On iOS7 there are silent push notifications (just don't include the alert) that can ask the client to do the validation you mentioned, and If the user needs a notification you can create a Local Notification to alert the user in a change
You should give this documentation a long look, it isn't trivial work for a new iOS programmer:
https://developer.apple.com/library/ios/documentation/NetworkingInternet/Conceptual/RemoteNotificationsPG/Introduction.html
And here is a relevant Apple documentation quote "Local and push notifications serve different design needs. A local notification is local to an application on an iPhone, iPad, or iPod touch. Push notifications—also known as remote notifications—arrive from outside a device. They originate on a remote server—the application’s provider—and are pushed to applications on devices (via the Apple Push Notification service) when there are messages to see or data to download."

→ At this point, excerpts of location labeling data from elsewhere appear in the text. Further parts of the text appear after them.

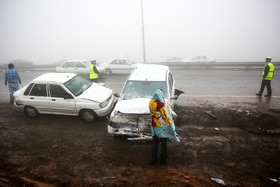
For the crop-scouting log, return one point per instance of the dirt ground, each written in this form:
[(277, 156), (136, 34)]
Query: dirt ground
[(241, 146)]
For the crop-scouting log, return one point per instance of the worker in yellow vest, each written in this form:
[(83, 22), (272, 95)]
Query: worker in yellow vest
[(267, 76), (93, 72)]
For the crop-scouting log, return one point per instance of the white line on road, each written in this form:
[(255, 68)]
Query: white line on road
[(228, 96)]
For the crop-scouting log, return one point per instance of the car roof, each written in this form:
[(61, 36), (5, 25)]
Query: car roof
[(149, 72), (54, 77)]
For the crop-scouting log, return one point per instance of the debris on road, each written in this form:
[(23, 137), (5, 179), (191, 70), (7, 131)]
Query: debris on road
[(212, 115)]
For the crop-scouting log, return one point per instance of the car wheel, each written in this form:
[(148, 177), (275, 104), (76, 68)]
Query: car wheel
[(88, 115), (30, 111), (108, 71)]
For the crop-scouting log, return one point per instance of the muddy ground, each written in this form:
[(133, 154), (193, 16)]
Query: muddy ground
[(241, 147)]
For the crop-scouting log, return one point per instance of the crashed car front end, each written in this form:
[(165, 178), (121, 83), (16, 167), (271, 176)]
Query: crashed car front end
[(131, 118)]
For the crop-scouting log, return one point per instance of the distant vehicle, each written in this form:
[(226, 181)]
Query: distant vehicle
[(118, 65), (201, 58), (131, 115), (65, 94), (80, 67)]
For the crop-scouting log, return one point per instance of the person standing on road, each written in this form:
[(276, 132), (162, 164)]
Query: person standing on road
[(12, 78), (162, 126), (93, 72), (267, 76)]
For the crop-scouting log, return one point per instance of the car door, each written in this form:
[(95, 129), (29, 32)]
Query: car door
[(38, 98), (61, 102), (125, 66)]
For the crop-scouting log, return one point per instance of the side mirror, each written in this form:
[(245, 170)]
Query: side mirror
[(116, 94)]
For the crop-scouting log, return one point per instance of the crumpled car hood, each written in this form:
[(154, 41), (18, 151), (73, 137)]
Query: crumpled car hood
[(133, 106), (96, 93)]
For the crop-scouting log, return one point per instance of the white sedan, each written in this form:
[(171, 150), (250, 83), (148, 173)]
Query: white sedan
[(65, 94)]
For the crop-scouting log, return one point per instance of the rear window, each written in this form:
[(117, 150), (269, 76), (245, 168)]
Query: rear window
[(39, 90), (142, 89)]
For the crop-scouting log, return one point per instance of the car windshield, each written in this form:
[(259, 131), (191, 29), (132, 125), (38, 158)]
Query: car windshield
[(142, 89), (77, 85)]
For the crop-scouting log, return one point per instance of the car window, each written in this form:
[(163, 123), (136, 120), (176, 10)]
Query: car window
[(123, 62), (77, 85), (57, 91), (115, 62), (142, 89), (28, 89), (39, 90), (170, 82), (68, 65), (79, 65)]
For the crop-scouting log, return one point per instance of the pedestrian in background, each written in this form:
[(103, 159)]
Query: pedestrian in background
[(93, 72), (162, 127), (12, 79), (267, 76)]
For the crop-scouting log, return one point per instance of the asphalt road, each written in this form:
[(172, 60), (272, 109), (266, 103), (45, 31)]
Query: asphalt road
[(214, 84)]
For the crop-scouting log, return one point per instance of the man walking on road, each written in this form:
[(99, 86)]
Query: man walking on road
[(267, 76), (12, 78)]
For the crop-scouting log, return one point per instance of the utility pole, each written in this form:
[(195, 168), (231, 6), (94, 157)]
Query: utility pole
[(143, 33)]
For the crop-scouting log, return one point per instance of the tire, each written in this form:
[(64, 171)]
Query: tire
[(108, 71), (88, 115), (30, 111)]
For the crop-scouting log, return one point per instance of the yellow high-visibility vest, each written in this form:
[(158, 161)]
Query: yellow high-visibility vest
[(271, 71), (92, 74)]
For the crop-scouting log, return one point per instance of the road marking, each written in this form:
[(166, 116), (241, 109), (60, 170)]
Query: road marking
[(229, 96)]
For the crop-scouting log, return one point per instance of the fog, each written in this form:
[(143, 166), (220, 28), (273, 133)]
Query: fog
[(50, 31)]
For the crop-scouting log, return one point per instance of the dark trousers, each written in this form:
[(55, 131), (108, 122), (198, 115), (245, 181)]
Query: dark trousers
[(163, 150), (267, 84)]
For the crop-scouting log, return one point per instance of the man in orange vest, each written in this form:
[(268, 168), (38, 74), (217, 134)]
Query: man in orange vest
[(267, 76), (93, 72)]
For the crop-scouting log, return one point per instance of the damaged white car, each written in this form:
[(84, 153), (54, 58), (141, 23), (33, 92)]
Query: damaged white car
[(65, 94), (131, 115)]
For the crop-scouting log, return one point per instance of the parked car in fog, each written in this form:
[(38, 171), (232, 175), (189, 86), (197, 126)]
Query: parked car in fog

If you are trying to achieve this functionality to happen automatically/polling (i.e without user interaction like, clicking on the view details button)- the answer is a big NO at least not till iOS6.x
Your application cannot run for infinite length in background at-not till ios6.x. You may have to consider using APNS service to achieve this.
Otherwise, your approach on scheduling a local notification for ever 60 sec - The user clicks in the view option - the application comes up - You make a web-service call - Get the data - Validate the received data - Uploading to the server, looks fine to happen.
Will it not be annoying to the user getting notification for ever 60 sec & operating on the app to do whatever you intended to do? - Just curious.